Large swaths of the Eastern Deciduous Forest biome are suffering declines in biodiversity, particularly within species-rich understory layers. There is compelling evidence that these losses are caused in part by modification of historic disturbance regimes (e.g., extensive logging). In addition, the extirpation of apex predators and lax game management have led to widespread over-browsing, reducing biodiversity region-wide. However, the impact of over-browsing is likely dependent upon both natural and anthropogenic disturbances. How these major processes interact and drive forest regeneration is poorly known yet fundamental to understanding forest dynamics and diversity maintenance.

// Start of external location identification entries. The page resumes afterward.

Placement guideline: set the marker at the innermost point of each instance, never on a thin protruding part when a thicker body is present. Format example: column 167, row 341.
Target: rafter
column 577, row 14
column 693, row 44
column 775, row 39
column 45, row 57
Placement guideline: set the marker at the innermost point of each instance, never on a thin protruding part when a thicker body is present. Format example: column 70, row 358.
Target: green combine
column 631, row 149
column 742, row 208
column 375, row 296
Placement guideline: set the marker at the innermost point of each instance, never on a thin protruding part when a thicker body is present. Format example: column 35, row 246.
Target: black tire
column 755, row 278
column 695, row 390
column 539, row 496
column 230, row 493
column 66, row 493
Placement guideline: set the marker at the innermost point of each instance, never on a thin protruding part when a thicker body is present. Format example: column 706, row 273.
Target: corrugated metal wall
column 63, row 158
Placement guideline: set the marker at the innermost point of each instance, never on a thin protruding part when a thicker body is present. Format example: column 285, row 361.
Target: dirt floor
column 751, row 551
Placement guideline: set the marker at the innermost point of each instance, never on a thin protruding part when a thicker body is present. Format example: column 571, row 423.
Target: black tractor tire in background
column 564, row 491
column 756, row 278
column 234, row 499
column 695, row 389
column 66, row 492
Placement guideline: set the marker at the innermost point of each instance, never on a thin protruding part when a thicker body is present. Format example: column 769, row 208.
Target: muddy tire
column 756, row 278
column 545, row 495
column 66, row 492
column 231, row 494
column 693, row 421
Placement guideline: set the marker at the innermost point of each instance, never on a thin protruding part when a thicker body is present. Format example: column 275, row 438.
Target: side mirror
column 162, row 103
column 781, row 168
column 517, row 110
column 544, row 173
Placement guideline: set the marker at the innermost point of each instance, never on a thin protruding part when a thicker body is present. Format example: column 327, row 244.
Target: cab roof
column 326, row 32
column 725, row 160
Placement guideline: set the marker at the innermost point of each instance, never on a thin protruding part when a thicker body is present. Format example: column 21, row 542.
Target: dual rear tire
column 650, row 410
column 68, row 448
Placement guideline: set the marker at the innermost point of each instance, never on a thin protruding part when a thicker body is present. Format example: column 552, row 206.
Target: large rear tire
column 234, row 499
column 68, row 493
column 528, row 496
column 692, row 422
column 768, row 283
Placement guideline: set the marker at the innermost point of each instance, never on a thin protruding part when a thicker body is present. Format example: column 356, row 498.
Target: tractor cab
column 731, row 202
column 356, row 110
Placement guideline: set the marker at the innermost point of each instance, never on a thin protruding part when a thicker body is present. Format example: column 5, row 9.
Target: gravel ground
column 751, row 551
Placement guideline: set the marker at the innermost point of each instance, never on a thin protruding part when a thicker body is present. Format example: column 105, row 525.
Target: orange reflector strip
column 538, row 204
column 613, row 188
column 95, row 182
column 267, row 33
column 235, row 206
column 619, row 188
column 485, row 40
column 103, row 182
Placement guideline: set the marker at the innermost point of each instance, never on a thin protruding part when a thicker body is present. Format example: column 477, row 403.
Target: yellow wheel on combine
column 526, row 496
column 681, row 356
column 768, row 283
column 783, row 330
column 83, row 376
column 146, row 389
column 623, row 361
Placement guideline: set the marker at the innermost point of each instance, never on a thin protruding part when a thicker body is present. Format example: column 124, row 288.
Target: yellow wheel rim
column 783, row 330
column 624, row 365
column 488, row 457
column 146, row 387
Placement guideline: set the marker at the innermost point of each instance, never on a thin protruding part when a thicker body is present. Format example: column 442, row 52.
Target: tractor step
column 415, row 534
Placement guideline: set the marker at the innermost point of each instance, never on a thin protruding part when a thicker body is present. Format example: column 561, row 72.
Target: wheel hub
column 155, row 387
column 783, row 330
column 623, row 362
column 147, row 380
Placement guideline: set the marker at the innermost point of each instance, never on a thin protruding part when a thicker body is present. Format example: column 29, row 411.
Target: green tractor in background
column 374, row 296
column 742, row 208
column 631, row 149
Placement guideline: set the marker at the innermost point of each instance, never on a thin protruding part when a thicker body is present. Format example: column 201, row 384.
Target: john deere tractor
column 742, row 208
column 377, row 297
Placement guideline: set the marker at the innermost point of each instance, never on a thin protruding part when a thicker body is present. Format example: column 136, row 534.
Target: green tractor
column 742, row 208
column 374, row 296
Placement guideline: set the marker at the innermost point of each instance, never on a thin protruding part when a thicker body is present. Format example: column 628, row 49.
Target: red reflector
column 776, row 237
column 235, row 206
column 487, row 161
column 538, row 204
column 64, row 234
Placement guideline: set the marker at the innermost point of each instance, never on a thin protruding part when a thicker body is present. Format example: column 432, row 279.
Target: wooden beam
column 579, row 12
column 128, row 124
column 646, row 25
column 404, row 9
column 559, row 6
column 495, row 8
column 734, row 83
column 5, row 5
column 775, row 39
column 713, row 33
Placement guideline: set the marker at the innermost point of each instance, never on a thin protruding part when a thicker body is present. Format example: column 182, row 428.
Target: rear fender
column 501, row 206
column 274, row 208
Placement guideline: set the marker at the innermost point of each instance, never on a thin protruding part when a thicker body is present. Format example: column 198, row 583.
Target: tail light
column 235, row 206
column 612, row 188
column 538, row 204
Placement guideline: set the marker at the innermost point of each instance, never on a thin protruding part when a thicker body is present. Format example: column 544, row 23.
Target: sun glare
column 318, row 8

Here we experimentally evaluate how a common anthropogenic disturbance (salvage logging), deer browsing, and a dense understory of plant competitors regulate forest reorganization following a large-scale blowdown in a mature hardwood forest. In 2012, a tornado created four large blowdowns (3-6 ha) in western Pennsylvania. We randomly selected half of each blowdown to be salvage logged and left the other half as unsalvaged controls. Nested within each half, we constructed eight deer exclosures and established eight control plots. We also removed understory competing vegetation in half of these plots. Five years after the tornado (summer 2017), we resurveyed the understory community in all 64 experimental plots.
Results/Conclusions
Salvage logging had the strongest impact on forest regeneration and created communities that were moderately distinct from unsalvaged areas. Specifically, indicator species analyses show that control plots were associated with Smilax tamnoides, Acer pensylvanicum, and Carya seedlings, whereas salvaged plots were associated with Polygonum virginianum, Rubus, and Crataegus. Salvage logging had negligible effects on species richness and species diversity, and our preliminary analyses suggest that deer browsing and the removal of understory competitors had only moderate impacts on forest regeneration. Overall, salvaging created habitats that contrasted sharply with unsalvaged areas and likely promoted species coexistence at larger spatial scales. Our results for understory layers match those published by Royo et al. (2016) in Ecology for patterns of woody species regeneration.